De leden van de PvdA-fractie lezen in de memorie van toelichting weinig over de redenen waarom op het terrein van de sociale zekerheid zoveel bepalingen met afwijkingsbevoegdheid bestaan. Waarom zijn deze bepalingen er? Heeft de aanwezigheid van de bepalingen te maken met de gewenste uitvoeringsvrijheid voor de Sociale Verzekeringsbank (SVB) en het Uitvoeringsinstituut werknemersverzekeringen (UWV)?

De leden van de PvdA- en CDA-fracties vragen voorts in hoeverre de huidige afwijkingsmogelijkheden worden gebruikt. Zorgt de voorgestelde aanpassing van de bestaande bepalingen, die afwijkingsbevoegdheid mogelijk maken, mogelijk voor knelpunten? Zo ja, welke knelpunten zijn dat?

De leden van de CDA-fractie constateren dat op het terrein van ministerie van Sociale Zaken en Werkgelegenheid relatief veel bepalingen in lagere regelgeving met afwijkingsbevoegdheid bestaan.
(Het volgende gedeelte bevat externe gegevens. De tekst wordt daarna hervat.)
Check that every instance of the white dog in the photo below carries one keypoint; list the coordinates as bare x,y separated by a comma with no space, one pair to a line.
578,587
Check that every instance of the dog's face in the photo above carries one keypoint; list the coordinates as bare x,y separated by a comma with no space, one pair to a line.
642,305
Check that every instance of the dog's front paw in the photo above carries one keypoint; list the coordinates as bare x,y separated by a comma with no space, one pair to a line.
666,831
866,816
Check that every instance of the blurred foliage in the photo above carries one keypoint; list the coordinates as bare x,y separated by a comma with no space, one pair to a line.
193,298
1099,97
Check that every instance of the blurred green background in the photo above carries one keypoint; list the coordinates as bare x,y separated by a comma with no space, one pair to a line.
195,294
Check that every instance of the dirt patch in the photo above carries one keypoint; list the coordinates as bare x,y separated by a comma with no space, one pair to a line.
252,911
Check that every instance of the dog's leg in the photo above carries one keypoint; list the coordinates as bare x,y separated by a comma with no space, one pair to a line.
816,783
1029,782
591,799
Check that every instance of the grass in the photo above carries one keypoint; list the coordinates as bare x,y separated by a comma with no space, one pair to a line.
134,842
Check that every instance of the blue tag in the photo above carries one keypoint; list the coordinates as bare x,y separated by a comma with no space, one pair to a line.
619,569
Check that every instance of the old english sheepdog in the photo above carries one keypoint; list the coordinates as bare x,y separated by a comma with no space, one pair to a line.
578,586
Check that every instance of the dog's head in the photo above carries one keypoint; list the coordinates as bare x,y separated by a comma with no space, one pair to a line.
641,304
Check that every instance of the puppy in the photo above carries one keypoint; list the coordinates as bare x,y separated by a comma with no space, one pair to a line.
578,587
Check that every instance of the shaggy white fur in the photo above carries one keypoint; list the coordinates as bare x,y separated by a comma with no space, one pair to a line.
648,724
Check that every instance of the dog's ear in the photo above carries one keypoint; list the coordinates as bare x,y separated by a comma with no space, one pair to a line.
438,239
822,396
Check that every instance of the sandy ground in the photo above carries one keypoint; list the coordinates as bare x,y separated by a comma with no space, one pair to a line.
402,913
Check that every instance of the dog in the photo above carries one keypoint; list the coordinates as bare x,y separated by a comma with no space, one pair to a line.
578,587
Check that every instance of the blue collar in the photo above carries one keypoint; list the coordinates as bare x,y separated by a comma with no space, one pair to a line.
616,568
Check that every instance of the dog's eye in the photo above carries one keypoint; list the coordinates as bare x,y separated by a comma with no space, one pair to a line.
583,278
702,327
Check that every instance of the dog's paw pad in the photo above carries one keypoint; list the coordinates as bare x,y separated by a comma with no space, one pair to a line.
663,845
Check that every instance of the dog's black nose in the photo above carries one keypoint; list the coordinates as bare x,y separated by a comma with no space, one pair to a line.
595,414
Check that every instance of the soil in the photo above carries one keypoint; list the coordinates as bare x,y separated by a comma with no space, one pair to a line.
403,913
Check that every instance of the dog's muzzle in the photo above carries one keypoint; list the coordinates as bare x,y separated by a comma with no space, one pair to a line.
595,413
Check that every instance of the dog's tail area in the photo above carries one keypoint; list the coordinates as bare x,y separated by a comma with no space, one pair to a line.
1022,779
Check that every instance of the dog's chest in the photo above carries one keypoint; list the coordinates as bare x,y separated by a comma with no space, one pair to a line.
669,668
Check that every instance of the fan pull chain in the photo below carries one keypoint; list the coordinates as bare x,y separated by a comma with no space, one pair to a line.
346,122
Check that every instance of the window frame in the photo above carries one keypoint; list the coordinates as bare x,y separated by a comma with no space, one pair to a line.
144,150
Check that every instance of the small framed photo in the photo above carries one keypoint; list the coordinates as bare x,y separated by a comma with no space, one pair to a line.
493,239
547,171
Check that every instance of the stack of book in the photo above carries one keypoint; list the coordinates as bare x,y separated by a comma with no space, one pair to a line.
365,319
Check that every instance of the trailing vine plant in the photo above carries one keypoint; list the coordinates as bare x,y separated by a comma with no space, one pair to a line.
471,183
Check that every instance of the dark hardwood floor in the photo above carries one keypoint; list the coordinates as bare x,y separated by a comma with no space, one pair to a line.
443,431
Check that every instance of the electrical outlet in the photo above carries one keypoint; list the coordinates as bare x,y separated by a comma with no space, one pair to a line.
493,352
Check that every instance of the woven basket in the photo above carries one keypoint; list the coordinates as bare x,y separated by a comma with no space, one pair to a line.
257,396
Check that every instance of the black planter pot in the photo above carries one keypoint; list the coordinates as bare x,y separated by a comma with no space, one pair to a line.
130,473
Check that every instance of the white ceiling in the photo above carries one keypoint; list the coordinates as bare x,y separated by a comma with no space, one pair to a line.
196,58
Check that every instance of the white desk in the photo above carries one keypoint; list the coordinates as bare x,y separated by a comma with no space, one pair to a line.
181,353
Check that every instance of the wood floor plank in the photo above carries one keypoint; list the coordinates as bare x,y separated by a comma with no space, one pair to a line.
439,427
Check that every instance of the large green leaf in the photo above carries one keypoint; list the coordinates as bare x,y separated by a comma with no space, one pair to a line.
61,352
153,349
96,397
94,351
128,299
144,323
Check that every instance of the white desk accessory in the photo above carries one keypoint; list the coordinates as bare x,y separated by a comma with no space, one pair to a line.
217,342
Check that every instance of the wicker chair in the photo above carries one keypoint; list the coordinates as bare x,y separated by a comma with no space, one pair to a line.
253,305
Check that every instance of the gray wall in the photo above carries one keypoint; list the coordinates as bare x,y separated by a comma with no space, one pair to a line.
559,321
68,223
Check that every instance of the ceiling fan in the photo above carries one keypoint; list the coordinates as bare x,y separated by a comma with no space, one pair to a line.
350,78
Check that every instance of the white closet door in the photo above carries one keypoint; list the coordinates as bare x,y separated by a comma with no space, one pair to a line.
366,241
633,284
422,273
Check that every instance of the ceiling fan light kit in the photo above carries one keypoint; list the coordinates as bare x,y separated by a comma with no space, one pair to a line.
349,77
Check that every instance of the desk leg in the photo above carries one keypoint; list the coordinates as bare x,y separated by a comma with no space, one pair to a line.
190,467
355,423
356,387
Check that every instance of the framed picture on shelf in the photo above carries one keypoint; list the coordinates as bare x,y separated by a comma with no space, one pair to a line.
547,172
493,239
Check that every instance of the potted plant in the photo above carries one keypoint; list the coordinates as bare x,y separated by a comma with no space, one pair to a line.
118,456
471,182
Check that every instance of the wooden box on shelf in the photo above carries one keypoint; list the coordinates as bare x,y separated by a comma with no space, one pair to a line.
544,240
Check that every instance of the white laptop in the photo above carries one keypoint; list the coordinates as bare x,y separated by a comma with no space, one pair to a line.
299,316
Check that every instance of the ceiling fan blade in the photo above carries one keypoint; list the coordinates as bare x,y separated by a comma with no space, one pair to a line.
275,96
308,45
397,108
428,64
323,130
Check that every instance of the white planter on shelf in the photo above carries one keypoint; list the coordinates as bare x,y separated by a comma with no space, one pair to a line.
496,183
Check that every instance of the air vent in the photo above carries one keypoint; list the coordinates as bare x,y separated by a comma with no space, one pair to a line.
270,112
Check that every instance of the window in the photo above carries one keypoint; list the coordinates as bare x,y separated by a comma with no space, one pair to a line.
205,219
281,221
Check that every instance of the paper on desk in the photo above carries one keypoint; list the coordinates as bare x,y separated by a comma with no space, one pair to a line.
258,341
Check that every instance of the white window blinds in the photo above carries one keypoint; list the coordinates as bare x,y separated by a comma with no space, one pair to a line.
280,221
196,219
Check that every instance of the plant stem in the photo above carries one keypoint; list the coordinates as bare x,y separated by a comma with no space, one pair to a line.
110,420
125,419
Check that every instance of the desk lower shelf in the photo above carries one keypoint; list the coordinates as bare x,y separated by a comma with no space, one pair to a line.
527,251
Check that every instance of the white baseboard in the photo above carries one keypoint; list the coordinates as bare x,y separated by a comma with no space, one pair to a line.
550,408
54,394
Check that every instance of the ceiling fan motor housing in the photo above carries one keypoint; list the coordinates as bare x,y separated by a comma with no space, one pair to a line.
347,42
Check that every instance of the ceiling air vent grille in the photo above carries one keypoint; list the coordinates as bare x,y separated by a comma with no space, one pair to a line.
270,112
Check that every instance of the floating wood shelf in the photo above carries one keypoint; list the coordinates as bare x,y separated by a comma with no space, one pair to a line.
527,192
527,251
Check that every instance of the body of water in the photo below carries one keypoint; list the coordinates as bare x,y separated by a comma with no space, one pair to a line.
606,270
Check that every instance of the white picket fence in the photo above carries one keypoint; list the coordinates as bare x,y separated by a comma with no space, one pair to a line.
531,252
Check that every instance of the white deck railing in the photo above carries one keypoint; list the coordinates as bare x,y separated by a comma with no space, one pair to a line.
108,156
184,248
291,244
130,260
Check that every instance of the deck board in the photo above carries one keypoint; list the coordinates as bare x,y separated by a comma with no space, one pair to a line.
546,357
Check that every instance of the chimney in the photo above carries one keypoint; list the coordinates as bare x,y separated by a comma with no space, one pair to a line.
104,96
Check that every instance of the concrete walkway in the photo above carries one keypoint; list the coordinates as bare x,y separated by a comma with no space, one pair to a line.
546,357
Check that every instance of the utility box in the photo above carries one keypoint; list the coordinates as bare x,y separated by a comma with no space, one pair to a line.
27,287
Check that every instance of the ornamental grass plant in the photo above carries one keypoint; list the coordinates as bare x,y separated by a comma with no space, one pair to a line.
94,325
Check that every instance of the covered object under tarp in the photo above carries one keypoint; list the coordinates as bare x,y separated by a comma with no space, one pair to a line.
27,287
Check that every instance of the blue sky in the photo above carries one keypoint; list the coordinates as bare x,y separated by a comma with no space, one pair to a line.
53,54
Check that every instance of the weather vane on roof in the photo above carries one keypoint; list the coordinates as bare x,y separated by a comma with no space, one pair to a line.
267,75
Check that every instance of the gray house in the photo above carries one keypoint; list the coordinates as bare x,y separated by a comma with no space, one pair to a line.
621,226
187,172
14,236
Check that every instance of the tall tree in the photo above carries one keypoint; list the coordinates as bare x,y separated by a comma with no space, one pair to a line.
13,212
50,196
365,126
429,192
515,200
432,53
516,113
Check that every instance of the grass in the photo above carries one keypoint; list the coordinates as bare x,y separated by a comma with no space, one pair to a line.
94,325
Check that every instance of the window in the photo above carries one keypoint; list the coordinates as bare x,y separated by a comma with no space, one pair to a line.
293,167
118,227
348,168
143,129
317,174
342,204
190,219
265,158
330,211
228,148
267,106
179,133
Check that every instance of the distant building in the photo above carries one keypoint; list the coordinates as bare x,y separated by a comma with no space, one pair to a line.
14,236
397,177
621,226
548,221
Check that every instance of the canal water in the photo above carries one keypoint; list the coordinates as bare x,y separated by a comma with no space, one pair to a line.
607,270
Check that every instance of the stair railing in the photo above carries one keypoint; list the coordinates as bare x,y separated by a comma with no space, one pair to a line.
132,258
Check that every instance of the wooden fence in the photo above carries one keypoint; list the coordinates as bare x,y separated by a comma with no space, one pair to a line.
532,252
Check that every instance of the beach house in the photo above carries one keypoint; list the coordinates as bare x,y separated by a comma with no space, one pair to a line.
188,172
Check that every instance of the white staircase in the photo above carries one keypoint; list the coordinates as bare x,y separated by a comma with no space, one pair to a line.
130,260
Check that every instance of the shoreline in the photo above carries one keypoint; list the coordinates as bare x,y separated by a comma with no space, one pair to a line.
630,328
Kan de regering toelichten wat hiervan de reden is?

Het is de leden van de CDA-fractie ook na een nadere toelichting niet duidelijk waarom de afwijkingsbevoegdheid in de artikelen 18 van de Wet op de arbeidsongeschiktheidsverzekering (WAO) en 6 van de Wet werk en inkomen naar arbeidsvermogen(Wet WIA) niet beperkt kan worden tot de door het UWV genoemde specifieke afwijkende bepalingen in het Schattingsbesluit arbeidsongeschiktheidswetten. Deze leden vragen de regering om door middel van praktijkvoorbeelden nogmaals in te gaan op de gezamenlijke conclusie van minister en het UWV dat het niet mogelijk is de desbetreffende delegatiegrondslagen zodanig aan te passen dat alle specifieke situaties worden gedekt.

Is de veronderstelling van de leden van de CDA-fractie juist dat de voorgestelde wijzigingen niet zullen leiden tot financiële consequenties?

Verwacht de regering gevolgen voor de administratieve lasten voor uitkeringsgerechtigden ofwerkgevers als gevolg van het onderhavige wetsvoorstel? Zo ja, kan de regering die gevolgen nader toelichten?

2. Uitvoerings- en toezichtbaarheidstoetsen

De leden van de PvdA-fractie wijzen erop dat de regering weinig inzicht biedt in de gevolgen van de voorgestelde wetswijziging voor de uitvoeringspraktijk door de SVB en het UWV. De regering besteedt naar de mening van deze leden in de memorie van toelichting weinig woorden aan de opmerkingen, die SVB, UWV en de Inspectie Werk en Inkomen naar aanleiding van uitgevoerde uitvoerings- en toezichtbaarheidstoetsen hebben gemaakt.

De leden van de PvdA- en CDA-fracties vragen of de regering nader kan toelichten welke opmerkingen door deze partijen zijn gemaakt. Welke suggesties zijn wel en niet door de regering overgenomen en op welke wijze is het wetsvoorstel naar aanleiding van de opmerkingen aangepast?

ARTIKELSGEWIJS

3. Artikelsgewijs

De leden van de CDA-fractie vragen ten aanzien van artikel III van het wetsvoorstel het volgende. Zij constateren dat in artikel 23 van de Arbeidsomstandighedenwet vervalt de mogelijkheid om bij algemene maatregel van bestuur af te wijken van de Arbeidsomstandighedenwet, omdat van de mogelijkheid om bij algemene maatregel van bestuur afwijkende regels te maken tot nu toe geen gebruik is gemaakt. Deze leden willen graag van de regering weten of duidelijk is waarom van deze mogelijkheid tot nu toe geen gebruik van is gemaakt en waarom de regering kennelijk ervan uit gaat dat er ook in de toekomst geen gebruik van zal worden gemaakt.

Met betrekking tot artikel IV, onderdeel E, van het wetsvoorstel vragen de leden van de CDA-fractie een toelichting waarom de mogelijkheid om de bevoegdheid tot het stellen van regels (vaststellen dagloon) aan de minister te delegeren is vervallen. In de toelichting wordt vermeld dat er op dit moment geen gebruik wordt gemaakt van deze bevoegdheid. Deze leden vragen of het niet denkbaar is dat dit in de toekomst wel nodig zou kunnen zijn. Is het dan niet voorbarig om deze bevoegdheid te laten vervallen?